When you know a heat exchanger’s size — captured by its overall conductance UA — but not the outlet temperatures, the ε-NTU method is the fastest way to find the heat duty. It expresses performance as a single dimensionless effectiveness that depends only on NTU, the ratio of the two streams’ heat-capacity rates, and the flow geometry. This calculator handles counter-flow, parallel-flow, and unmixed cross-flow units.
How it works
Each stream’s heat-capacity rate is its mass flow times specific heat, C = ṁ·cp. The smaller of the two is Cmin and the ratio Cr = Cmin/Cmax. The Number of Transfer Units is:
NTU = UA / Cmin
Cr = Cmin / Cmax
Effectiveness follows the arrangement. For counter-flow with Cr below 1:
eff = (1 - exp(-NTU(1 - Cr))) / (1 - Cr*exp(-NTU(1 - Cr)))
Parallel-flow uses (1 - exp(-NTU(1 + Cr))) / (1 + Cr), and unmixed cross-flow uses the Kays and London correlation.
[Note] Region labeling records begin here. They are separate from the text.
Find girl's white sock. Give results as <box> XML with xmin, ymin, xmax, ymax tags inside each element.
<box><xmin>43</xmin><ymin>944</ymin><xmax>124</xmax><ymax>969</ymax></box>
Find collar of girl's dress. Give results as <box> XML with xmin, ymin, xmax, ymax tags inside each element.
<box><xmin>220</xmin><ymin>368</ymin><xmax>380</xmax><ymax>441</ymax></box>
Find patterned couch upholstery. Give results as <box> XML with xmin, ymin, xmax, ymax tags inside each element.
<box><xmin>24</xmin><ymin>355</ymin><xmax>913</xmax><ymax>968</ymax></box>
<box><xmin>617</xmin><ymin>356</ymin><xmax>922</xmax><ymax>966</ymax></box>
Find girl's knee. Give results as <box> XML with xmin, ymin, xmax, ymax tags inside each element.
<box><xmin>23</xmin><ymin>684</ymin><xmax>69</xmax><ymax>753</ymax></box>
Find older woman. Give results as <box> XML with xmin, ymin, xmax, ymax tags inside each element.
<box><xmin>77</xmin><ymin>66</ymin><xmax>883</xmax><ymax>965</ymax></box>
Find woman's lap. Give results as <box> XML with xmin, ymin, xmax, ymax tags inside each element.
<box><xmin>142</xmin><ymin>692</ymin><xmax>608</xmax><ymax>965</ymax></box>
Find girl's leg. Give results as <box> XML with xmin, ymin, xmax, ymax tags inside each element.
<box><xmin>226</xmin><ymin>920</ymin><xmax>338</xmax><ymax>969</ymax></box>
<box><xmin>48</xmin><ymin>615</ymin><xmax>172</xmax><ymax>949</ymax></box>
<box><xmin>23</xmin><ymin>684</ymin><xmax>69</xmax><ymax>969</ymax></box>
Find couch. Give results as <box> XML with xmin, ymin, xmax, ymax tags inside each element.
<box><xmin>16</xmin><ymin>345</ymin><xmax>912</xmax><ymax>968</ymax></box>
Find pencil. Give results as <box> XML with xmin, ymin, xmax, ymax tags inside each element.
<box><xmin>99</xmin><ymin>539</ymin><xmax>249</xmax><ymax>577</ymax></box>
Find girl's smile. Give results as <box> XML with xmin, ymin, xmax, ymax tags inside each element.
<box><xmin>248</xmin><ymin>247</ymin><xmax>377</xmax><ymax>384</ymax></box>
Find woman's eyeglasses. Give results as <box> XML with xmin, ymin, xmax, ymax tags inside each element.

The actual duty and outlet temperatures then come from the maximum possible transfer:
q_max = Cmin * (T_hot_in - T_cold_in)
q = eff * q_max
T_hot_out = T_hot_in - q / C_hot
T_cold_out = T_cold_in + q / C_cold
Example and notes
Take a water-to-water counter-flow exchanger: hot stream 0.5 kg/s, cold 0.8 kg/s, both cp 4,186 J/kg·K, UA of 2,000 W/K, hot in 80°C, cold in 15°C. Cmin is the hot stream at 2,093 W/K, Cr is 0.625, NTU is about 0.956, and effectiveness lands near 0.55. The hot stream leaves around 44°C and the cold stream rises to roughly 36°C.
Effectiveness never exceeds 1, and for a fixed UA the only way to raise it is to lower the flow rates (raising NTU) or switch to a counter-flow layout. Use this to size HRV cores, hydronic plate exchangers, and water-to-water loops; for multi-pass shell-and-tube units apply the appropriate correction factor instead.
Counter-flow vs parallel-flow: the practical difference
For the same NTU and capacity ratio, a counter-flow arrangement always achieves higher effectiveness than parallel-flow. At NTU = 2 and Cr = 0.5, for example:
- Counter-flow effectiveness ≈ 0.83
- Parallel-flow effectiveness ≈ 0.64
The difference grows with NTU. This is why virtually all high-performance heat exchangers — plate heat exchangers, HRV/ERV cores, and compact brazed-plate units — are designed for counter-flow or near-counter-flow geometry. Parallel-flow is occasionally used when a limited outlet temperature difference is needed for process reasons, but for maximising energy recovery it is always the inferior choice.
HRV and ERV sizing context
For residential heat recovery ventilators (HRV) and energy recovery ventilators (ERV), the ε-NTU method directly predicts sensible effectiveness, which is the key performance metric quoted on HRV certification data sheets (HVI standard). Enter the ventilation airflow rate as both the hot and cold mass flows (they are approximately equal in a balanced HRV), use cp = 1,005 J/kg·K for air, and enter the UA from the manufacturer’s specification or back-calculate from the certified effectiveness and flow rates at rated conditions. The result lets you predict performance at off-design flow rates, such as when the HRV runs at low speed.
Notes on the cross-flow result
The cross-flow formula used here assumes both fluids unmixed — the standard assumption for plate-fin and air-to-air cores where each fluid streams through many narrow parallel passages without lateral mixing. If one fluid is well-mixed (for example, the shell side of a small shell-and-tube unit), the correct effectiveness formula differs. Multi-pass and shell-and-tube geometries with baffles use correction factors on the LMTD method or their own NTU-effectiveness relations, which are beyond this calculator’s scope.